Sunday, April 9, 2023

Our health care finance machinery is a mess, but I can still wear myself out in the boat

Friday morning I did a gym session.  Then, after lunch, I went to have my M.R.I. done.  And when I got to the place, I was informed that my insurance company had rejected the procedure.  I was supposed to get a phone call in advance, but apparently somebody in the office had written down my phone number incorrectly.

So I came back home.  There's a process by which my doctor can persuade the insurance meisters to reconsider, but that won't happen until a new business week is underway.  And so, thanks to an industry whose overlords have dedicated their lives to making the world a worse place to live, I'll have to grin and bear my discomfort a little longer.

Yesterday I went down to the river to paddle on a cool, overcast morning.  I wanted to do some long-ish sprints for pace work, and I decided to do several 1000-meter pieces downstream out on the Mississippi, starting a new one every 10th minute.  My goal was to do each one in 3 minutes flat (a 20-kilometers-per-hour average pace).  As it turned out, my times were 2:57, 3:34, and 3:13.
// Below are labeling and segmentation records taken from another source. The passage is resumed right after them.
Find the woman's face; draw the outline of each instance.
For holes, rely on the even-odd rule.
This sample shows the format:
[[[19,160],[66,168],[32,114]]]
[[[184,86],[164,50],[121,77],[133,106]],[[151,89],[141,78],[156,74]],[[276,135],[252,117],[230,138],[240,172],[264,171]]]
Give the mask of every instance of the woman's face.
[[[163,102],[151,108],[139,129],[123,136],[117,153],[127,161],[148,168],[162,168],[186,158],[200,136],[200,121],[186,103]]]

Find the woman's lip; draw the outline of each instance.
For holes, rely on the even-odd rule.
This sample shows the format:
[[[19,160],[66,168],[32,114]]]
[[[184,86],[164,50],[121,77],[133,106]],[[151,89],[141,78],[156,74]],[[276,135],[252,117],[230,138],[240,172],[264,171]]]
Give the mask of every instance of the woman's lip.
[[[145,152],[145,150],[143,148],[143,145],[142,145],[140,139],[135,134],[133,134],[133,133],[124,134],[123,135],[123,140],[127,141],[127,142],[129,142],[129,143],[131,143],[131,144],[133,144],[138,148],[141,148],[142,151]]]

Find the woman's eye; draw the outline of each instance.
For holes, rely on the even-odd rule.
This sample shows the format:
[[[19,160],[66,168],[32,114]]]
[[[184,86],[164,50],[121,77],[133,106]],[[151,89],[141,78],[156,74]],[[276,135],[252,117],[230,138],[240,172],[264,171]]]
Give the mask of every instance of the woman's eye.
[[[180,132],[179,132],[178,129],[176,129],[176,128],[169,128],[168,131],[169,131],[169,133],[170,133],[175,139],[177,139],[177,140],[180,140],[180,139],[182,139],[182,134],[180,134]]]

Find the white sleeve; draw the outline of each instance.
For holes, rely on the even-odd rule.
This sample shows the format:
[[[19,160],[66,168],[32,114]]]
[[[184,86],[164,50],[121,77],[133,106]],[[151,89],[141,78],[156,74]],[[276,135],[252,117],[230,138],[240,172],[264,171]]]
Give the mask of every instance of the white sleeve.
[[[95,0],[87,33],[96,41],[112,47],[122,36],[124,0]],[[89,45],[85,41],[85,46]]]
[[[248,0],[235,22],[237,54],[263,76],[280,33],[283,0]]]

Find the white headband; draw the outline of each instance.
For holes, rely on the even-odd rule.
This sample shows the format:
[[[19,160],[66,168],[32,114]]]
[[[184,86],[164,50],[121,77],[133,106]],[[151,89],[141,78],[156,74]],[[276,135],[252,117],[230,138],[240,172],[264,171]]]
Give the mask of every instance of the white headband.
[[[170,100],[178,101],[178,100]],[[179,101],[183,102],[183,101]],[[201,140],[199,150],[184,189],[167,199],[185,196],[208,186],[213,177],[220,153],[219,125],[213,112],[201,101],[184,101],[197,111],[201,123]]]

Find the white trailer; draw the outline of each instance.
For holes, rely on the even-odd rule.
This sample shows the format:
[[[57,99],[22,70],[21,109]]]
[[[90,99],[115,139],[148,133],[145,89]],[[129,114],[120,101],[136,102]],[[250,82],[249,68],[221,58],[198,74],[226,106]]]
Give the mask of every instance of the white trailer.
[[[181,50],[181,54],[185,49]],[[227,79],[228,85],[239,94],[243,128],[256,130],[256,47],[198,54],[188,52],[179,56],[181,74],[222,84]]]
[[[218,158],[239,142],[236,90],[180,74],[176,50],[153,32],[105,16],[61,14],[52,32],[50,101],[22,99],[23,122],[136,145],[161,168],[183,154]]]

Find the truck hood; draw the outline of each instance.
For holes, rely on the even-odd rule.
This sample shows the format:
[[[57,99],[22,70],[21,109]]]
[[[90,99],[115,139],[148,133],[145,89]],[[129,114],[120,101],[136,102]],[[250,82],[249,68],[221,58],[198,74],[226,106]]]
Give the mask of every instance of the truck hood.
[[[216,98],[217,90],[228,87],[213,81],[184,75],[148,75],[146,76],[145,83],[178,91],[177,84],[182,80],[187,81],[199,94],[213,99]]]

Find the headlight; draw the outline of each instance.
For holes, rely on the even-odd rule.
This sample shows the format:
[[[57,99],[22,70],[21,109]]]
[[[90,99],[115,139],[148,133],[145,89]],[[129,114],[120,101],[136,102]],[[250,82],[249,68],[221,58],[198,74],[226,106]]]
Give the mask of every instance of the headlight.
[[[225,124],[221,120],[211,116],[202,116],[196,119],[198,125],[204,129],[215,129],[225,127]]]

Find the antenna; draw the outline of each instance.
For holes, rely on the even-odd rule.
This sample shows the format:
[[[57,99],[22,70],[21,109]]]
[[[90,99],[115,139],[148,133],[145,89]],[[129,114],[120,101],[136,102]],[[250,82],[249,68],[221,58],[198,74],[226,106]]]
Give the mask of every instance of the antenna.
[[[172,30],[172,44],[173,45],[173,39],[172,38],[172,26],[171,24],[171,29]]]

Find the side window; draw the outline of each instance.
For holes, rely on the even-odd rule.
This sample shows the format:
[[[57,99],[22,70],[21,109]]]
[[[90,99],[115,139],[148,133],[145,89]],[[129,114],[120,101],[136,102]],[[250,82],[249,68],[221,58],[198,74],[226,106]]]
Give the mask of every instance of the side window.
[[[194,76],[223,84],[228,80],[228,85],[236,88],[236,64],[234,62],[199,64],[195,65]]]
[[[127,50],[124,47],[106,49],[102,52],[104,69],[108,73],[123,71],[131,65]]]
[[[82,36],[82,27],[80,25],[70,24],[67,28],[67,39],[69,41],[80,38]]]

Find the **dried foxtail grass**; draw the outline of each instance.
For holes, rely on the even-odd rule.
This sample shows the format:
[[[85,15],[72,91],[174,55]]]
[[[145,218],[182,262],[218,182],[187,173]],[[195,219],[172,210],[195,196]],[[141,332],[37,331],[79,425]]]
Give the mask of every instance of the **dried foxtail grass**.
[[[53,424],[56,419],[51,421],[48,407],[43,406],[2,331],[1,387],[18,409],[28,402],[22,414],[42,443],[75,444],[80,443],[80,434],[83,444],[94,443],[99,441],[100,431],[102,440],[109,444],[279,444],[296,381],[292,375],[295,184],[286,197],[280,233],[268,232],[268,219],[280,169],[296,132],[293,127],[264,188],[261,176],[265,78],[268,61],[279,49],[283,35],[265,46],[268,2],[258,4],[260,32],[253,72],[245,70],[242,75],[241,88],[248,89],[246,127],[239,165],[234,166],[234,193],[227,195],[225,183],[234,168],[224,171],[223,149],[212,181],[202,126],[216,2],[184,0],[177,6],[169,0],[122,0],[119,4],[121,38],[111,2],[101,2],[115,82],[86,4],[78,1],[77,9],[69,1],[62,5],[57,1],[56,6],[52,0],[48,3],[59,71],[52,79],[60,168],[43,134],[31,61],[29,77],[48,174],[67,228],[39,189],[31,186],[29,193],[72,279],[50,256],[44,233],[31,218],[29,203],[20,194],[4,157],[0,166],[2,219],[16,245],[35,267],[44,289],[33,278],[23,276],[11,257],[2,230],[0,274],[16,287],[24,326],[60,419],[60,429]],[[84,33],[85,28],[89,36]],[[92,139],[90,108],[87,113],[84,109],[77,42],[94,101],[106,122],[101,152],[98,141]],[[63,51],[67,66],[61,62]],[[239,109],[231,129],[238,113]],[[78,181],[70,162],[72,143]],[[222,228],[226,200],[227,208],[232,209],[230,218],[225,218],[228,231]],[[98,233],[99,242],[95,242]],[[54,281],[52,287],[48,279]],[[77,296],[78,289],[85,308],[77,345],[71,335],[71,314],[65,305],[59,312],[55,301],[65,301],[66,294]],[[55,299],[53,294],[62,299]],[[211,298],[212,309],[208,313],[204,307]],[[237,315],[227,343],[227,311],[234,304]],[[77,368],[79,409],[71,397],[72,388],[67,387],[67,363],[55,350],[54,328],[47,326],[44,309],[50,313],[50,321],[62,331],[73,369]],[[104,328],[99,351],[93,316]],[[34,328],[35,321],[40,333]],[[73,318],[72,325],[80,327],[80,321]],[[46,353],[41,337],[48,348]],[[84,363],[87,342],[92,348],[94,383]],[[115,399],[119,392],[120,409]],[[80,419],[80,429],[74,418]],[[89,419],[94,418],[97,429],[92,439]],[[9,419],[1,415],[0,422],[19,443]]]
There was a good reason for that broad variation in times.  At 24.2 feet on the Memphis gauge, the river had a strong flow; and a brisk north breeze was helpful for speedy times as well.  But there was another variable: the topography of the water surface.  During the first piece the surface was glassy smooth, and my speed rose as high as 21 kph a couple of times.  But during the recovery interval before the second piece, a big barge rig driven by two towboats came charging upriver, churning the river into a sloppy mess.  That slowed my hull speed during the second piece and disrupted my rhythm, but more significant than that, it wrecked my concentration and tensed my muscles.  The water is still very cold at this time of year, and my desire not to swim made it impossible for me to relax.  And so the second piece was a full 37 seconds slower than the first.  The water had calmed down some by the start of the third piece, but not enough for me to get locked back in.  I finished the workout frustrated, but I knew there was no reason to write it all off as a failure.  Unexpected disruptions are just a fact of life for any outdoor wilderness sport.  My arms and shoulders were aching from the de-tuned half-stroke-half-brace strokes I'd done in the second and third pieces, and once I was back in the protected waters of the harbor I tried to calm down and get back to good solid strokes.

This morning it was time to do something longer, and I elected to leave the harbor, paddle up the Mississippi, paddle up to the Wolf River to the Danny Thomas Boulevard bridge, and turn and come back.  The wind was light, and there was very little barge traffic to interfere with the proceedings.  Just like I like to break two hours when I paddle around the Loosahatchie Bar, I like to break 110 minutes when I do what I did today.  Such is the way my regimented, obsessive-compulsive brain works.  As I came back down from my turnaround point I reached the mouth of the Wolf at the 81-minute mark, meaning I would have to hoof it to be back at my dock by 110.  I pushed the pace down the Mississippi and when I re-entered the harbor with 12 and a half minutes to go, I knew I would make it but not without keeping the power on for a few more minutes.  Once I was north of the Hernando DeSoto Bridge I finally let myself back off the intensity so that my heart rate could settle down the rest of the way.  I was back at the dock about 20 seconds shy of 110 minutes.  I'm now spending the rest of the day thoroughly tired as a reward for my effort.

Tomorrow will be a rest day, and I'll be spending some of it seeing what I can find out about my chances of an affordable magnetic resonance image.